The value of China's offshore acquisitions climbed to a record $65.2 billion in 2012, representing a five-fold increase in the past five years, according to a report released by PricewaterhouseCoopers.
China's ambition overseas is a sign that emerging markets have invested in more than they receive from developed markets, the report notes.
The value of overseas acquisitions by China's private sector has surged over 600% during the past five years, totaling $25.5 billion in 2012. The value per such transaction has increased almost four-fold to $178 million.
Unlike acquisitions of overseas energy and resources assets by state-backed firms, privately-owned Chinese companies were more focused on industrial technology and consumer goods.

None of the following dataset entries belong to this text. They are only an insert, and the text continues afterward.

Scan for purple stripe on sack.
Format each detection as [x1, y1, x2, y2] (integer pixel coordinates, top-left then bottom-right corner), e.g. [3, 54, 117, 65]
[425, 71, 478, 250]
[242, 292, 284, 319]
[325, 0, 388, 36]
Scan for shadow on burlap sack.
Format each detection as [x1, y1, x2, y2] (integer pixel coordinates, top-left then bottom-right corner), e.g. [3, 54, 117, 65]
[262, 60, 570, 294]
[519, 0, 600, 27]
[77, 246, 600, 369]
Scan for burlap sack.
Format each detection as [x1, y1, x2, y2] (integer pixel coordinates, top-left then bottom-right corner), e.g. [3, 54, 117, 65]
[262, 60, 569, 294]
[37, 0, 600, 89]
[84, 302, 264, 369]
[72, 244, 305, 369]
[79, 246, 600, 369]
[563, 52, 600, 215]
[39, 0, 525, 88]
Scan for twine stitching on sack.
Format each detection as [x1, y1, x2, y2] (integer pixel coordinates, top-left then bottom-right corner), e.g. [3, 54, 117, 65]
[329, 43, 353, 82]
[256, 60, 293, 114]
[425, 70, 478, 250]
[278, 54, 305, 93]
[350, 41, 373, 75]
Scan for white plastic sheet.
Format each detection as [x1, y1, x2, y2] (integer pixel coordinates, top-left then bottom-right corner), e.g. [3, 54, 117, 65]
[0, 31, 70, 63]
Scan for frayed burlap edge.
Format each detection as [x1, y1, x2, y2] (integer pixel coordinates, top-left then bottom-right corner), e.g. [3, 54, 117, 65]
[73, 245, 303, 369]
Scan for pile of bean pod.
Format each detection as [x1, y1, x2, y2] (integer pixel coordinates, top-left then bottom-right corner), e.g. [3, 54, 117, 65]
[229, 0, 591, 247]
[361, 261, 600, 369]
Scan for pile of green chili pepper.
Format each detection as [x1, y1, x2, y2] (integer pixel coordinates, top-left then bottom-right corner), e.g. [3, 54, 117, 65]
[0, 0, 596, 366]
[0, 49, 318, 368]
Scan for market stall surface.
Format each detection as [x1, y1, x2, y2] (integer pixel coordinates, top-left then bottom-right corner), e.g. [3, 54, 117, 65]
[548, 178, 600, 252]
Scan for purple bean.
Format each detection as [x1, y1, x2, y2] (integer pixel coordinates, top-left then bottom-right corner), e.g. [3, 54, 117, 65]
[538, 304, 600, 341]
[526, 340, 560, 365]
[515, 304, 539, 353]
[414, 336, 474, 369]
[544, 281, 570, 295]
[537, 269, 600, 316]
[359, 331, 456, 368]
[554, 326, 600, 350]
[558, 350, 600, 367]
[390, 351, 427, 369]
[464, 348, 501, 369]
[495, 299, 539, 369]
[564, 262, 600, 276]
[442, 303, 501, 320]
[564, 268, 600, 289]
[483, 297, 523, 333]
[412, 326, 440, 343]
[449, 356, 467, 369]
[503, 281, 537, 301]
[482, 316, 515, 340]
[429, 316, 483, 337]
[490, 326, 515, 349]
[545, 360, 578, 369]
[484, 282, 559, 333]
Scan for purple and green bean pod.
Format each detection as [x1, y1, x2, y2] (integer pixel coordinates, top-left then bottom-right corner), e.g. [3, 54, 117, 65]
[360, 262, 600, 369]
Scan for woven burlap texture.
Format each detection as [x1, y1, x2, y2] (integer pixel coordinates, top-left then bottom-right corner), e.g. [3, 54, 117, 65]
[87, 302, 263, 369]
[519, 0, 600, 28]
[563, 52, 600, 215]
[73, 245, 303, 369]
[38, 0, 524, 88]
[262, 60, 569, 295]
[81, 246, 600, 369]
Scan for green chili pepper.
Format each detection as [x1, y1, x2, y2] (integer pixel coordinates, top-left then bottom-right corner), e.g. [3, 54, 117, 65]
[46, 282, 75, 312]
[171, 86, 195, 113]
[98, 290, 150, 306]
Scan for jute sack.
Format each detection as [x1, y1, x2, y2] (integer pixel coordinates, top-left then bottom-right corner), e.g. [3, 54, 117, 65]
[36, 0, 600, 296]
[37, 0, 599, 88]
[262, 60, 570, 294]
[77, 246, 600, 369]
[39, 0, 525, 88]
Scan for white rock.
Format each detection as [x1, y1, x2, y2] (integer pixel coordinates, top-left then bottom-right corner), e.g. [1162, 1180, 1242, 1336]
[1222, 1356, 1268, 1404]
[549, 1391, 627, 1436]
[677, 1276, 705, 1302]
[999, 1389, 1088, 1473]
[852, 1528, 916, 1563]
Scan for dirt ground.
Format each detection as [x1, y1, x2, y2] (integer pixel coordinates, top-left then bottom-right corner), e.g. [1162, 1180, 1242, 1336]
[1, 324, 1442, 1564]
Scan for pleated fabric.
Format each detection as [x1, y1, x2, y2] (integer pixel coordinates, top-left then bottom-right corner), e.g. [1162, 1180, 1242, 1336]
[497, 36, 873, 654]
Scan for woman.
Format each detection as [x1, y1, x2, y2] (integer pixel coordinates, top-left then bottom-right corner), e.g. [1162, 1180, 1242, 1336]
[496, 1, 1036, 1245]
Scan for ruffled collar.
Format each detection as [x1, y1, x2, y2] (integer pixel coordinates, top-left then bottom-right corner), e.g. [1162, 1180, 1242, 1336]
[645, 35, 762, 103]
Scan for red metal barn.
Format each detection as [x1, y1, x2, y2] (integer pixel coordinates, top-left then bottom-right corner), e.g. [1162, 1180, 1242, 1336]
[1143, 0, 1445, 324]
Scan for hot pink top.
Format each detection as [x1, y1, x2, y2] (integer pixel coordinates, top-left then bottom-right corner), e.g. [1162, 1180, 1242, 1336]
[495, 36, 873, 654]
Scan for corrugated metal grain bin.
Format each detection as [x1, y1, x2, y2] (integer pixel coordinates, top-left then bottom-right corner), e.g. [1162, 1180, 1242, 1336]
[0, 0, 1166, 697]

The report predicts that encouraged by government policies privately-owned Chinese companies will step up investing overseas to obtain technical know-how and patents. Privately-owned Chinese companies are forecast to carry out more acquisitions overseas than state-backed companies, but to be dwarfed by them when it comes to the value of acquisitions.
Privately-owned Chinese companies have shown interests in modern dairy and media and entertainment projects to meet rising demand in emerging markets, the report says.
Europe and North America will continue to the main targets of Chinese companies because they offer intellectual property that China covets. However, Oceania, South America and Africa are getting more attractive to China.
Emerging markets have invested a total of $161 billion in developed markets from 2008 through 2012, with China being the leading contributor among the BRICS nations. China was responsible for 70% of the five nations' investments in developed markets in 2012, the report adds.